AS: “Socially responsible” investing (particularly its ESG variant) has come into the spotlight in recent years. Mining companies are not exactly beloved by the ESG crowd, which has now attracted significant institutional support. The implication of what you have been saying is that the West needs to ensure that more rare-earth sources are developed outside China. Do you see ESG getting in the way of that?

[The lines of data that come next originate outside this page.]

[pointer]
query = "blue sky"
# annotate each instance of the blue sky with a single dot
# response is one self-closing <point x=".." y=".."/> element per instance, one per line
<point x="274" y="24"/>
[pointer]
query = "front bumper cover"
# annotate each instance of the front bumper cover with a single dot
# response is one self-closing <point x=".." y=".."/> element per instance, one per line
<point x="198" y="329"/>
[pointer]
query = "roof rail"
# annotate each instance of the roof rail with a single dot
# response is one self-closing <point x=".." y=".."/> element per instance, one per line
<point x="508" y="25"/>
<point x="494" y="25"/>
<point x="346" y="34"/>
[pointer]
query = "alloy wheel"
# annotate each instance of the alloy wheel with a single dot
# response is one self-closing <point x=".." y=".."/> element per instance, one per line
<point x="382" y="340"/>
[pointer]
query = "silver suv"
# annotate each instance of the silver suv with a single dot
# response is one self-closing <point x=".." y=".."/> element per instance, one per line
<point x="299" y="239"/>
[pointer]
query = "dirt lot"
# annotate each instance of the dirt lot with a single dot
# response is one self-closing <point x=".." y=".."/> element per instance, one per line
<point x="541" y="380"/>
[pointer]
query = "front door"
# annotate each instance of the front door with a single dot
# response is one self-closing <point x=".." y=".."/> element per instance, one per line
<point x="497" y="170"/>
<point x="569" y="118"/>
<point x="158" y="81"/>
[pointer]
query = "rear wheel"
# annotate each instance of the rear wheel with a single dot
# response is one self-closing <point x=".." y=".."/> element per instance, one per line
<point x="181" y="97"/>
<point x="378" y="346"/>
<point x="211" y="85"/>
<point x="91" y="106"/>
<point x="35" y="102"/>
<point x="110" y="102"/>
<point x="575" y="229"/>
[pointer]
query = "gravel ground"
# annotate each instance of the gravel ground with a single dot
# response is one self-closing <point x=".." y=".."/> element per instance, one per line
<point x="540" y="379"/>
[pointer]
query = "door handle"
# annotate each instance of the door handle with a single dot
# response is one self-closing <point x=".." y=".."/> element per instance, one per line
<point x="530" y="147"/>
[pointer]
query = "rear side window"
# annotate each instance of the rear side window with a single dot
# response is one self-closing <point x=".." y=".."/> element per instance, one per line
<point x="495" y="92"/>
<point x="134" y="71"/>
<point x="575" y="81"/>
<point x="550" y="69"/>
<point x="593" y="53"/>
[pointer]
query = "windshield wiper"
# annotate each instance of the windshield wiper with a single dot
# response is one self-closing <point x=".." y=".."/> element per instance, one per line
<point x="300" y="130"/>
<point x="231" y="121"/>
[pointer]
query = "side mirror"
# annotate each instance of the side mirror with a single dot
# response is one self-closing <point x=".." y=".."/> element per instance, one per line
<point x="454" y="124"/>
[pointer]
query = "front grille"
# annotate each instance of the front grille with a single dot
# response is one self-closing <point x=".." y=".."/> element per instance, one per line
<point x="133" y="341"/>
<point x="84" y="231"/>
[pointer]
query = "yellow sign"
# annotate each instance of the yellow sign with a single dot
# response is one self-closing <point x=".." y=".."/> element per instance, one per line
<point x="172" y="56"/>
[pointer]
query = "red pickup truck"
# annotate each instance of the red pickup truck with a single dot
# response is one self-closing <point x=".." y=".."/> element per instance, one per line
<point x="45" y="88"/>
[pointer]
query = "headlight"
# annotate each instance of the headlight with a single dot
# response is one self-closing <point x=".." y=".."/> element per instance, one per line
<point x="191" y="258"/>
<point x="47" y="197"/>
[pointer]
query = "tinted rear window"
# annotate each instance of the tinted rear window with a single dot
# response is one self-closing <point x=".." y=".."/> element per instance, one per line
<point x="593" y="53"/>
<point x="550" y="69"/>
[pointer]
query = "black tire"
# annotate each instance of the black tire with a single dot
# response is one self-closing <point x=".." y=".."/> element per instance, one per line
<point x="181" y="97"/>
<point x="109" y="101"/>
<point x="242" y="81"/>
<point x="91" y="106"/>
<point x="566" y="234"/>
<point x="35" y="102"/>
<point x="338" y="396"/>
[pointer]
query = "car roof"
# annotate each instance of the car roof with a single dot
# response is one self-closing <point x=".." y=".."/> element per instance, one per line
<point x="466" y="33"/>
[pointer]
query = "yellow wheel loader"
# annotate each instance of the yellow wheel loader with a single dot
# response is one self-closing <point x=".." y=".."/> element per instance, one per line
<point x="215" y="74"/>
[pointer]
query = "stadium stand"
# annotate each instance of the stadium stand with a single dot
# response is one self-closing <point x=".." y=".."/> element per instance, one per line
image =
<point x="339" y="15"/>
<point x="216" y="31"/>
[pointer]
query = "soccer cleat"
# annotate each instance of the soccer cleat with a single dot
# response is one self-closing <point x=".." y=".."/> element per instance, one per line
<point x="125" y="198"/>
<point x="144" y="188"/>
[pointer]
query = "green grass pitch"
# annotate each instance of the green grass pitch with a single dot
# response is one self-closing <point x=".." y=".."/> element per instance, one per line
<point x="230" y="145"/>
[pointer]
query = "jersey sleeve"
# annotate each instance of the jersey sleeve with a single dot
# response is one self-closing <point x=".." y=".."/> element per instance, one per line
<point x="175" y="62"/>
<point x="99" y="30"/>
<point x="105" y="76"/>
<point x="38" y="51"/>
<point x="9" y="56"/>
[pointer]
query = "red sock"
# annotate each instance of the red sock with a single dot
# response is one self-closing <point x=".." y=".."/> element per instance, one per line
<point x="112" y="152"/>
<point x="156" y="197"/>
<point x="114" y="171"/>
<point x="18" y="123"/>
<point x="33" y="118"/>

SH: It could, although those who raise that objection should ask themselves whether China is likely to be a source of more “socially responsible” rare earths than producers located in countries more susceptible to Western pressure. Additionally, there are some mining and metallurgical companies that are extremely advanced and are producing critical materials that hugely reduce our carbon (CO2) footprints. As a free-market environmentalist, I am very optimistic that these firms will continue to enable massive reductions in CO2 emissions. I laid all this out in an article I co-authored with Dr. Heinz Schimmelbusch entitled “On Measuring Greenness,” which appeared in a German periodical, Stern Stewart Institute Periodical #10, in June 2014. In short, there are some mining and metallurgical companies in the critical-materials sphere that are green enough to satisfy the demands of many ESG-influenced investors.